М. М. Бахтин размышляет о двух полюсах текста. С одной стороны, говорит он, за каждым текстом стоит система языка, которой в тексте соответствует всё повторимое и воспроизводимое, всё, что может быть дано вне данного текста. С другой, каждый текст как высказывание является чем-то индивидуальным, единственным и неповторимым, относящимся к истине, правде, добру, красоте, истории. Причём первое по отношению ко второму является материалом и средством. Второй полюс, присущий самому тексту, раскрывается только в ситуации и в цепи текстов [Бахтин 1986: 299].
На примере живописного полотна о неоднослойности рассуждает испанский философ Х. Ортега-и-Гассет: «…Первое, с чем мы сталкиваемся, – это мазки на холсте, складывающиеся в картину внешнего мира; этот первый план картины ещё не творчество, это копирование. Но за ним брезжит внутренняя жизнь картины: над цветовой поверхностью как бы зыблется целый мир идеальных смыслов, пропитывающих каждый отдельный мазок; эта скрытая энергия картины не привносится извне, он зарождается в картине, только в ней живёт; она и есть картина» [Ортега-и-Гассет 1991: 61].
Мысль Х. Ортеги-и-Гассета развивается современным искусствоведом, который пишет об ауре произведения искусства, о неуловимом переливе красок, который создаёт самые сокровенные отношения человека к миру, о том, что едва заметная деталь может стать источником зарождения напряжённого переживания, что между видящим и видимым возникают эмоциональные токи [Кривцун 2010: 112–113].
«…Над текстом витает ещё некий метасмысл, который и превращает текст из простой знаковой системы в систему художественную», – утверждал замечательный русский филолог [Лихачёв 1979: 37].
Актёр Валерий Золотухин в интервью по поводу написанной им книги «Секрет Высоцкого» сослался на литературоведа В. Н. Турбина (1927–1993), искавшего метод научно-художественного анализа литературы и предложившего понятия «микротекстология» и «макротекстология», и прокомментировал их так: «Микротекстология имеет дело с тем, что сказал писатель, поэт.

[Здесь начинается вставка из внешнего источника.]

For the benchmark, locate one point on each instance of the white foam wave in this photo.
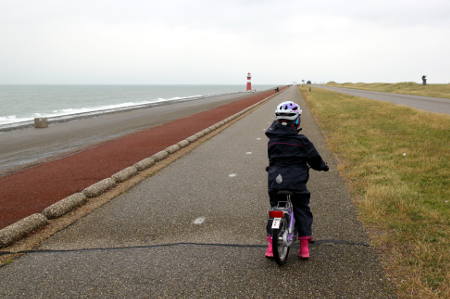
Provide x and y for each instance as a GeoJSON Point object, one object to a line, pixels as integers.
{"type": "Point", "coordinates": [12, 119]}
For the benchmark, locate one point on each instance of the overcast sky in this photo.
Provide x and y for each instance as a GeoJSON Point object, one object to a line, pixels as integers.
{"type": "Point", "coordinates": [218, 42]}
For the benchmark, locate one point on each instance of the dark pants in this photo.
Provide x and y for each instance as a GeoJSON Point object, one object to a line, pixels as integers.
{"type": "Point", "coordinates": [302, 212]}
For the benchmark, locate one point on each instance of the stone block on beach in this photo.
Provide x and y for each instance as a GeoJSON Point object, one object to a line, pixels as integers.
{"type": "Point", "coordinates": [21, 228]}
{"type": "Point", "coordinates": [99, 187]}
{"type": "Point", "coordinates": [64, 206]}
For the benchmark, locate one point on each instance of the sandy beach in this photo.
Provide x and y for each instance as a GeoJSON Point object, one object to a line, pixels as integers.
{"type": "Point", "coordinates": [103, 145]}
{"type": "Point", "coordinates": [25, 147]}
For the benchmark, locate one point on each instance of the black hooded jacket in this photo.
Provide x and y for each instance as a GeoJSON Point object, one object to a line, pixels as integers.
{"type": "Point", "coordinates": [290, 156]}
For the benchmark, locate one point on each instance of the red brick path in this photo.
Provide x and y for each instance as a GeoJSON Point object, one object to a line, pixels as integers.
{"type": "Point", "coordinates": [31, 190]}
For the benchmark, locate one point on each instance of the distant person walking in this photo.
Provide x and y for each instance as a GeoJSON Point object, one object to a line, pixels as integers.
{"type": "Point", "coordinates": [424, 80]}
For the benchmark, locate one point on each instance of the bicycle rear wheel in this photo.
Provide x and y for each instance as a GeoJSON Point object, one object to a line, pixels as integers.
{"type": "Point", "coordinates": [279, 245]}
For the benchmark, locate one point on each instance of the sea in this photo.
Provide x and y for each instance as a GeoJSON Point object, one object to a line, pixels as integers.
{"type": "Point", "coordinates": [20, 104]}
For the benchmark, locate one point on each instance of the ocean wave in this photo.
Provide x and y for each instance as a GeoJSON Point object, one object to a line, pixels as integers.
{"type": "Point", "coordinates": [67, 112]}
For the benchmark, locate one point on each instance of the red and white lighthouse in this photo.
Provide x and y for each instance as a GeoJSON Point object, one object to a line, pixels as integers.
{"type": "Point", "coordinates": [249, 83]}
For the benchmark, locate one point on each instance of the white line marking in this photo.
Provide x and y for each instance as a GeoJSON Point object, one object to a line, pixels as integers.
{"type": "Point", "coordinates": [199, 220]}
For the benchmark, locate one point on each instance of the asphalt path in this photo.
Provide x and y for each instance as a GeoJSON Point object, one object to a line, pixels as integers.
{"type": "Point", "coordinates": [146, 243]}
{"type": "Point", "coordinates": [437, 105]}
{"type": "Point", "coordinates": [28, 146]}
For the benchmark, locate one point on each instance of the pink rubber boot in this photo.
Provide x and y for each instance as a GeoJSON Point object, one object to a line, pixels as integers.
{"type": "Point", "coordinates": [303, 251]}
{"type": "Point", "coordinates": [269, 252]}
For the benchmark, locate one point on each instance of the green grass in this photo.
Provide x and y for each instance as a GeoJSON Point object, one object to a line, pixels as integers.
{"type": "Point", "coordinates": [430, 90]}
{"type": "Point", "coordinates": [396, 162]}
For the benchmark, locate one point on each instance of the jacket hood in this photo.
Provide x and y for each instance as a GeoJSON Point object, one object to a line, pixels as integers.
{"type": "Point", "coordinates": [277, 129]}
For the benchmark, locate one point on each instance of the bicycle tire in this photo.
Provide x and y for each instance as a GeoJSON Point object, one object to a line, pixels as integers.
{"type": "Point", "coordinates": [279, 248]}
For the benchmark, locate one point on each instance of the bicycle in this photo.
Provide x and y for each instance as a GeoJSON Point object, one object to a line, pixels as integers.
{"type": "Point", "coordinates": [283, 227]}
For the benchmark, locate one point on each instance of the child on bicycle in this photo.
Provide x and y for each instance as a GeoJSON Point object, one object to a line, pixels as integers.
{"type": "Point", "coordinates": [290, 156]}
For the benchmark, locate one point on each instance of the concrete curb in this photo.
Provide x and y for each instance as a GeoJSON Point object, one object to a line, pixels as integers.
{"type": "Point", "coordinates": [64, 206]}
{"type": "Point", "coordinates": [145, 163]}
{"type": "Point", "coordinates": [160, 155]}
{"type": "Point", "coordinates": [21, 228]}
{"type": "Point", "coordinates": [125, 174]}
{"type": "Point", "coordinates": [99, 187]}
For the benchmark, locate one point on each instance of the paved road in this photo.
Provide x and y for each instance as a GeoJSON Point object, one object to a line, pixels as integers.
{"type": "Point", "coordinates": [438, 105]}
{"type": "Point", "coordinates": [24, 147]}
{"type": "Point", "coordinates": [138, 241]}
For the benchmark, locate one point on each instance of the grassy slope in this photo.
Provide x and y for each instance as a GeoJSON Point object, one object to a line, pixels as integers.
{"type": "Point", "coordinates": [396, 161]}
{"type": "Point", "coordinates": [430, 90]}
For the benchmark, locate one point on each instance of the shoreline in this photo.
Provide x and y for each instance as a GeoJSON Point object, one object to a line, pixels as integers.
{"type": "Point", "coordinates": [81, 115]}
{"type": "Point", "coordinates": [31, 190]}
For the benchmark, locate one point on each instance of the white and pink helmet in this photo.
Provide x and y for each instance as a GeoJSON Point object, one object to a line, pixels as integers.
{"type": "Point", "coordinates": [288, 111]}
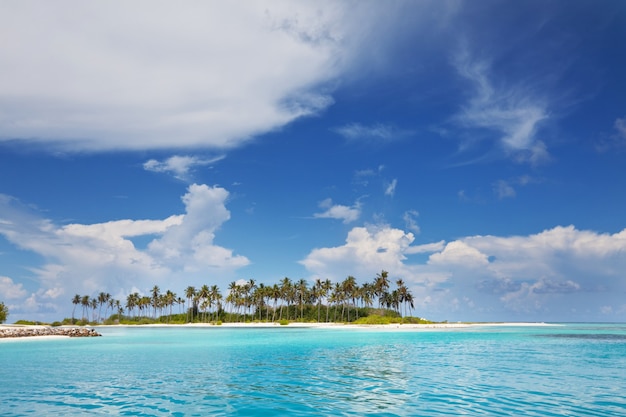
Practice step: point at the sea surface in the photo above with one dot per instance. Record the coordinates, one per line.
(549, 370)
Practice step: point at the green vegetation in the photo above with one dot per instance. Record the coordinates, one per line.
(282, 302)
(4, 312)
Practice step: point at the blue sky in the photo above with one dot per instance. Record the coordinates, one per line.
(475, 149)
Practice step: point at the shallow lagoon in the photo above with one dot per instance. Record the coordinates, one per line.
(574, 369)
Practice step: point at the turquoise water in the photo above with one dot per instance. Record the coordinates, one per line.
(568, 370)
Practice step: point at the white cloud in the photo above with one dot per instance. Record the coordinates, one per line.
(365, 252)
(544, 276)
(377, 132)
(459, 253)
(179, 165)
(112, 75)
(508, 110)
(410, 221)
(10, 290)
(503, 189)
(87, 258)
(390, 189)
(347, 214)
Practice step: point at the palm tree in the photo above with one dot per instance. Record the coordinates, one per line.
(190, 293)
(84, 302)
(275, 295)
(132, 301)
(317, 294)
(169, 300)
(349, 288)
(302, 292)
(155, 298)
(381, 285)
(327, 286)
(75, 301)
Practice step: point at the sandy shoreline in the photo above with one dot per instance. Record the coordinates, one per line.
(341, 326)
(330, 326)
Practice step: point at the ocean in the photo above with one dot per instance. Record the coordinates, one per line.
(547, 370)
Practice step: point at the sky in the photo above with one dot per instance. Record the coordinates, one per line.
(477, 150)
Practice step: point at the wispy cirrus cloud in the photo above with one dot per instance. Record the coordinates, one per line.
(160, 76)
(509, 111)
(347, 214)
(378, 132)
(390, 187)
(179, 165)
(542, 276)
(84, 258)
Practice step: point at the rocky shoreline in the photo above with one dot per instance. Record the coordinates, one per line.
(10, 332)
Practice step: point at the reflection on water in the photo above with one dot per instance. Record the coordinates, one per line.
(568, 370)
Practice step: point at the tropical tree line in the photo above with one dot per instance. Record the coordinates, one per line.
(323, 301)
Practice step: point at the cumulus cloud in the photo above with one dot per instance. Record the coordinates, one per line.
(147, 75)
(509, 111)
(178, 165)
(85, 258)
(390, 188)
(503, 189)
(410, 221)
(365, 252)
(347, 214)
(543, 276)
(10, 290)
(375, 133)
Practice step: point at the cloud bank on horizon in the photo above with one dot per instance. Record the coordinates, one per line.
(484, 274)
(289, 104)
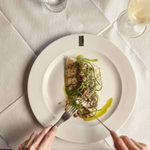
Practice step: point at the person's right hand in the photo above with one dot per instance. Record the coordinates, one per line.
(125, 143)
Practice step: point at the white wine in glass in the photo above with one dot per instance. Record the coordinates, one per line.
(134, 21)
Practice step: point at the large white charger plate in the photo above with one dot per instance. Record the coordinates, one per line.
(46, 86)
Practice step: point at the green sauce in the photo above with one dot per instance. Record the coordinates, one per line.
(100, 112)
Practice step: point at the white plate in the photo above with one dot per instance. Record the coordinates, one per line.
(46, 86)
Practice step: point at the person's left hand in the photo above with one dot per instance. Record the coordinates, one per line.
(41, 141)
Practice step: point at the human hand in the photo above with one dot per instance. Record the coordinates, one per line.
(41, 141)
(125, 143)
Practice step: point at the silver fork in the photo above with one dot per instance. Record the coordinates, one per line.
(66, 115)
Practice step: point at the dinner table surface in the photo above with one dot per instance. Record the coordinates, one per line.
(27, 27)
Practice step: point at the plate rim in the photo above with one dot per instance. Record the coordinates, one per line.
(33, 69)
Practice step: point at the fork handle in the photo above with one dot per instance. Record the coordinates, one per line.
(59, 122)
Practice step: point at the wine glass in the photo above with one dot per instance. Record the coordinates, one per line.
(55, 5)
(134, 21)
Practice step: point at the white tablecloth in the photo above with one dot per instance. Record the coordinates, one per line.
(26, 28)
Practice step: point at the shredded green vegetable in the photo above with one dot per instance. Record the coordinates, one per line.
(82, 84)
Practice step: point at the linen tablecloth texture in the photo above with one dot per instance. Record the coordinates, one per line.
(26, 28)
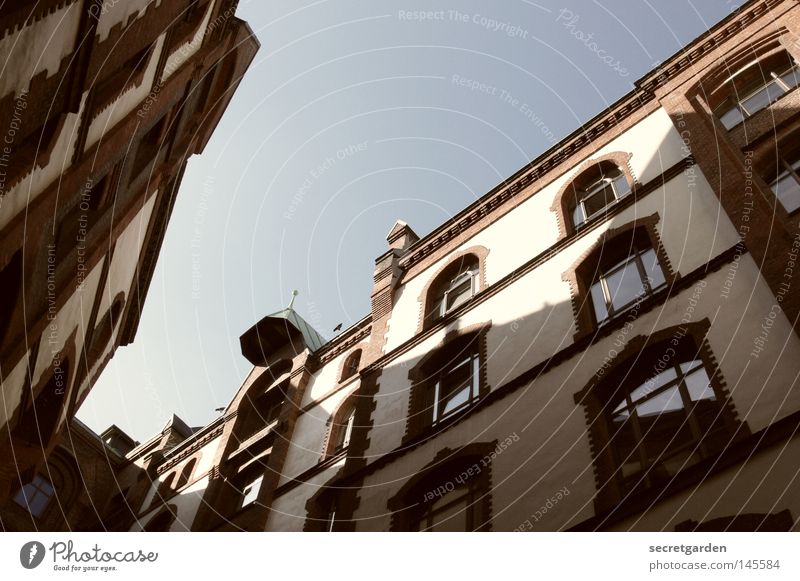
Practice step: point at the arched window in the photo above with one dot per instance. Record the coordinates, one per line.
(351, 365)
(164, 489)
(595, 190)
(186, 473)
(35, 496)
(660, 410)
(454, 286)
(753, 87)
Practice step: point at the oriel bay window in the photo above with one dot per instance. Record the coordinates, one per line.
(754, 87)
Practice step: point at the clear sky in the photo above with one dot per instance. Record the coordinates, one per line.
(356, 113)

Макротекстология – с тем, что сказала эпоха, нация». Вывод актёра и автора книги: Высоцкий обладал поэтическим даром в сильной степени макротекстологического свойства. Поэтический дар Высоцкого в том, что его языком говорила эпоха [Золотухин 2002: 43: 3].
Неоднослойность объясняют тем, что любой текст невозможно изъять из мира культуры, вне которого они теряют свою значимость. На этом настаивал С. С. Аверинцев: филология – путь выяснения культуры через язык и анализ текста. Отсюда его представление о двух полюсах филологии: скромнейшая служба при тексте и универсальность, пределы которой невозможно очертить заранее.

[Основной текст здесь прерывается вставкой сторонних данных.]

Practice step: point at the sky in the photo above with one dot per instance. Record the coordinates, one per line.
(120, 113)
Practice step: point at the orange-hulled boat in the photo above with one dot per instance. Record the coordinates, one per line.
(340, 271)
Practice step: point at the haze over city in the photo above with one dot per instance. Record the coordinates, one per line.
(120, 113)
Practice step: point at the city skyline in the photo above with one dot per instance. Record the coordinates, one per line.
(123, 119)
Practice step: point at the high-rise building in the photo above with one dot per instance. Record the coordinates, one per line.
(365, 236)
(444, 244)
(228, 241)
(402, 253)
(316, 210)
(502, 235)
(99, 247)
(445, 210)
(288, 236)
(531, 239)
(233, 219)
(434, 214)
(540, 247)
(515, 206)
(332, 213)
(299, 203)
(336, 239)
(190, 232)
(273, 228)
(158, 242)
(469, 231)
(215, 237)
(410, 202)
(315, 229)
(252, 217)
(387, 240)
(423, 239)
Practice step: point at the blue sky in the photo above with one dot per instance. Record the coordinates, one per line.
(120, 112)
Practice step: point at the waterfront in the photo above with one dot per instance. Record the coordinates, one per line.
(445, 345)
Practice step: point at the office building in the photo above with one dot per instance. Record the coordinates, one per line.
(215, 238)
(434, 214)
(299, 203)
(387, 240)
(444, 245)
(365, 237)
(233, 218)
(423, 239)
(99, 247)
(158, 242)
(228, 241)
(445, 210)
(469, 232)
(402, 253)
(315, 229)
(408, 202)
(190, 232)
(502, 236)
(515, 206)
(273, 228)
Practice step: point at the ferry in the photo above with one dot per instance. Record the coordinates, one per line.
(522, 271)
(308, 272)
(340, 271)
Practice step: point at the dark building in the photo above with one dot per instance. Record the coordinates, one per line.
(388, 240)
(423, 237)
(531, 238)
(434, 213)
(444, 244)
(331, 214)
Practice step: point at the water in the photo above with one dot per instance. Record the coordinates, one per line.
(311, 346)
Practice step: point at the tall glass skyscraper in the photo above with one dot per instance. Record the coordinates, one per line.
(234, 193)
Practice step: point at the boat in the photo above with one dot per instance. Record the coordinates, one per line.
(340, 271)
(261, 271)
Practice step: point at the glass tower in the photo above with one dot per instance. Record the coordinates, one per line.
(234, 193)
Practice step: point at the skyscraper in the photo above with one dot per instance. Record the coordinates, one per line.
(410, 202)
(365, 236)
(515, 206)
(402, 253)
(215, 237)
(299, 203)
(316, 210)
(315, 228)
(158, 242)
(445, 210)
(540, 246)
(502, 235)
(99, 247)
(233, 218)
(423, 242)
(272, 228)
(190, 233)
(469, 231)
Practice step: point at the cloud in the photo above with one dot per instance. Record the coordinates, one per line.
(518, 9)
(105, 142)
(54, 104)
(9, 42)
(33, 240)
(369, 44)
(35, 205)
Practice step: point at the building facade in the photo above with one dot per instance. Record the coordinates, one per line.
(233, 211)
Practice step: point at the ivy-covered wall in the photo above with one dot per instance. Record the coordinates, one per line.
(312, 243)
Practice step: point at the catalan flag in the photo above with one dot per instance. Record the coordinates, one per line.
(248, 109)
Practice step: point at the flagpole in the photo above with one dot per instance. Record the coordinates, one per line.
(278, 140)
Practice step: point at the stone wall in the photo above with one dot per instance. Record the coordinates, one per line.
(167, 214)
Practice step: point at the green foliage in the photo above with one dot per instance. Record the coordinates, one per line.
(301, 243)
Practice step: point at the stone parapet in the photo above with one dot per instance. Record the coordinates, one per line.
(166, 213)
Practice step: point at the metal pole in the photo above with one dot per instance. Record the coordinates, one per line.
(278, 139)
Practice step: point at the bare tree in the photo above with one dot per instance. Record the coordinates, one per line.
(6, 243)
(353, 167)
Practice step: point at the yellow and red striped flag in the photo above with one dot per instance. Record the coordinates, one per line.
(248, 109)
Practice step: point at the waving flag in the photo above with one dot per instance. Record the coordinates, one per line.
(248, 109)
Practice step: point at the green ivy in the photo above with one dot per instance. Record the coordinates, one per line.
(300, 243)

Второй «слой», вне всякого сомнения, отличается сложностью. Это то, что недифференцированно относят к смысловому пространству текста. На этом уровне базируется т. н. «память языка», осуществляется аккумулирующее свойство слова, возникает предположение о «неявной» культуре, которую антрополог К. Клакхон назвал «скрытой», а Р. Ле Ван – «имплицитной» и которая проступает как тончайший намёк, непонятный даже самим её носителям, как лёгкие «дуновения», самые невероятные «бормотания» культуры, основополагающие её самобытность, как своеобразное «поле культурного подразумеваемого» [Чернявская 2005].
Второй слой (или второй канал) в силу своей сложности номинируется целым рядом терминов, каждый из которых имеет право на существование. Традиционным считается термин подтекст. Подтекст в современной филологической терминологии рассматривают как нечто имплицитное, т. е. всё, явным образом не выраженное.
Скажем с полной определенностью, что неоднослойность текста предопределяет возникновение и целесообразность филологии как области научного познания.
Текст и дискурс
В современной гуманитарной науке чаще говорят не о тексте, а о дискурсе. Дискурс (фр. díscours – речь) – в широком смысле представляет собой единство языковой практики и экстралингвистических факторов, необходимых для понимания текста, т. е. дающих представление об участниках коммуникации, их установках и целях, условиях производства и восприятия сообщения [Новейший ФС 1998: 222]. Это связный текст в совокупности с экстралингвистическими факторами, взятый в событийном аспекте. Это речь, рассматриваемая как целенаправленное социальное действие, речь, «погруженная в жизнь» [ЛЭС 1990: 136].